I remember when I was waiting for my mum to return back from the shops in the car park. During that time, my self esteem was very low because I believed that I was stupid for not speaking Vietnamese very well. Alot of people used to tell me that my Vietnamese was poor and everyone used to tease me. This severly affected me for many years. It affected nearly all parts of my life. What happened was that I asked myself a big question. I asked myself how I really felt. I told myself I feel really stupid for not speaking Vietnamese very well. Then I asked myself, does not speaking a language very well make you dumb? For example, Einstien who is considered a very smart man only spoke German, does that mean that since he only speaks German, he is dumb? Then it hit me, my old paradigms shifted, a new one began to form immediately. I immediately realised that Vietnamese is only a language of communication, just because I struggle to communicate in a language does not make me stupid. If I had the power to write books on new age inventions in English but not in Vietnamese, that does not make me stupid. A person who can not speak at all, how do you know they are not thinking of a answer to solve a cure for cancer? At that point on, my self esteem was at a record high, I started building confidence, which amazingly, started to affect more areas in my life and strangly, my Vietnamese started to improve. All because I asked a big question.

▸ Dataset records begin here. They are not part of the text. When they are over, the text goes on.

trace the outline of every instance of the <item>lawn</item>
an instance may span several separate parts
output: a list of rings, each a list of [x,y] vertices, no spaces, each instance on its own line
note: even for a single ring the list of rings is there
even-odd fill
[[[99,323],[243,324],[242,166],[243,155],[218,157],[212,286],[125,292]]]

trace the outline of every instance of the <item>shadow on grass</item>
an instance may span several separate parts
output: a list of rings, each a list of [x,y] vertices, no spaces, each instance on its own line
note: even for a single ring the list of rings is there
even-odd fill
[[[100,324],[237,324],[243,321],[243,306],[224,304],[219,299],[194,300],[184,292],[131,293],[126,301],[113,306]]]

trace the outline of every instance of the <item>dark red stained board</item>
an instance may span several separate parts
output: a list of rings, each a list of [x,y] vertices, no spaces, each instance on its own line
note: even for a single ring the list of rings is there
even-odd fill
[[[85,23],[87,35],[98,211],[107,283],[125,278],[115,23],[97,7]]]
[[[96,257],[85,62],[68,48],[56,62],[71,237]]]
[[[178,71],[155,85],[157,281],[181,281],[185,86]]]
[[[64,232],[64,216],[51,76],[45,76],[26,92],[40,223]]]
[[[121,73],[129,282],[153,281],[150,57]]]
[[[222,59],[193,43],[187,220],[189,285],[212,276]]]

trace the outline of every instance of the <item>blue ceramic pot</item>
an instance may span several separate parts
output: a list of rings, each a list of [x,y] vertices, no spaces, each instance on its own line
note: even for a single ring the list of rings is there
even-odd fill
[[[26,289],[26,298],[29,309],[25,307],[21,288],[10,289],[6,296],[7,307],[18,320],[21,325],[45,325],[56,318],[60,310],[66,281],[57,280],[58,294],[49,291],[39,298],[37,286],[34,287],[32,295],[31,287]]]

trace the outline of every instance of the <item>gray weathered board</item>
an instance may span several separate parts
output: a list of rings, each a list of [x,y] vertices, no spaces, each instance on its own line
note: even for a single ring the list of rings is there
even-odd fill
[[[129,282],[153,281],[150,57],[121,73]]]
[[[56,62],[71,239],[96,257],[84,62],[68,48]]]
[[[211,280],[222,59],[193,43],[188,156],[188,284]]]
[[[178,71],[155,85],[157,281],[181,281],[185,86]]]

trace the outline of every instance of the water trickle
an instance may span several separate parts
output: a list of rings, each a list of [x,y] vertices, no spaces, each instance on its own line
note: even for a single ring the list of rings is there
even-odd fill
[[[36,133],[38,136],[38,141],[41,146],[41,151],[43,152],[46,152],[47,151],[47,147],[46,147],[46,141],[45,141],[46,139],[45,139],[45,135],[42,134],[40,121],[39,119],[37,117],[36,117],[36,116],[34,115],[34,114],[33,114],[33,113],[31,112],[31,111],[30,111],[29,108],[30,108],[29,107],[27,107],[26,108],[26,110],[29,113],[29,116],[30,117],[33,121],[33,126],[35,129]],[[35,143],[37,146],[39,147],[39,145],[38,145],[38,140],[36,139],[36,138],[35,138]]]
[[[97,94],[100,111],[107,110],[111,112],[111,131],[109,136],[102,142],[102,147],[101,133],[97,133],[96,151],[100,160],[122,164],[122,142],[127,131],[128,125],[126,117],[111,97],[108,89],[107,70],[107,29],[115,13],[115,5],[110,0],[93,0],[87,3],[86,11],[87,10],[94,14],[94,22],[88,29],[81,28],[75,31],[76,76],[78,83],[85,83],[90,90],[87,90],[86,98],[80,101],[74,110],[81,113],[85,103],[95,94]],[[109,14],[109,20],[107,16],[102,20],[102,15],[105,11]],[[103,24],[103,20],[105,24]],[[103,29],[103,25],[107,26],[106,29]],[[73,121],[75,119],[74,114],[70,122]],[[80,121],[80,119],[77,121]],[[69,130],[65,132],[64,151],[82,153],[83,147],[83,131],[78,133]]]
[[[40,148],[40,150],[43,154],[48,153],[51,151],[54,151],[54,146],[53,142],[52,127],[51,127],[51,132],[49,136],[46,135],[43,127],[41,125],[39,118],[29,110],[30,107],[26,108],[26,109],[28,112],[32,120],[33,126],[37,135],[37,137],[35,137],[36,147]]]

I believe that by asking the big questions and answering them honestly, you begin to shift your thinking from old thoughts to new ones. When you continually shift your thoughts and continually change, practice and apply new thoughts, I believe, that, alone, is helping achieve our purpose in life, which is to grow into a greater being. I believe a way to start asking bigger questions would be to ask many questions from different levels, different perspectives, different feelings and different environments. Project your mind as far as you can. Remember, you are reading this because you can read English, this text could all be different, what if you soaked this information into your mind using some method of learning in 100 years time? What I am trying to point out here is, stretch your mind as far and close as you can when approaching the results you want. Does buying that big tv or nice car matter if you were on Pluto? If you were beyond the galaxy on a planet with breathable air, would anything you are doing right now matter? Perhaps some of it, perhaps all of it? What if there really is no one out there, the text your reading now is really something that was inserted into your mind by a greater purpose? Could this be all a simulation? Can we prove some of the things we tend to commonly prove? When asking questions, ask big questions, ask the question from a view point of a 2 year old, ask the question from a point of a 20 year old and vice versa. Ask the question if you were a fish, ask the question if you were a ghost, ask the question from a tree. Use everything, use everyone, test new theories, beliefs, past experiences, future experiences, hunches, immature beliefs, mature beliefs, everything you have accumulated in your life, use it all. We are so scripted in thinking in human ways to go about our living. Remember, America may do things one way, Vietnam may do it another way. Could there be a better way suggested by other life forms? The power behind asking big questions is that you can unravel inventions, theories, ideas, paridigms and things that you could shape the future of the human race. Intellegence, I believe is using your imagination, something that begins by asking great questions.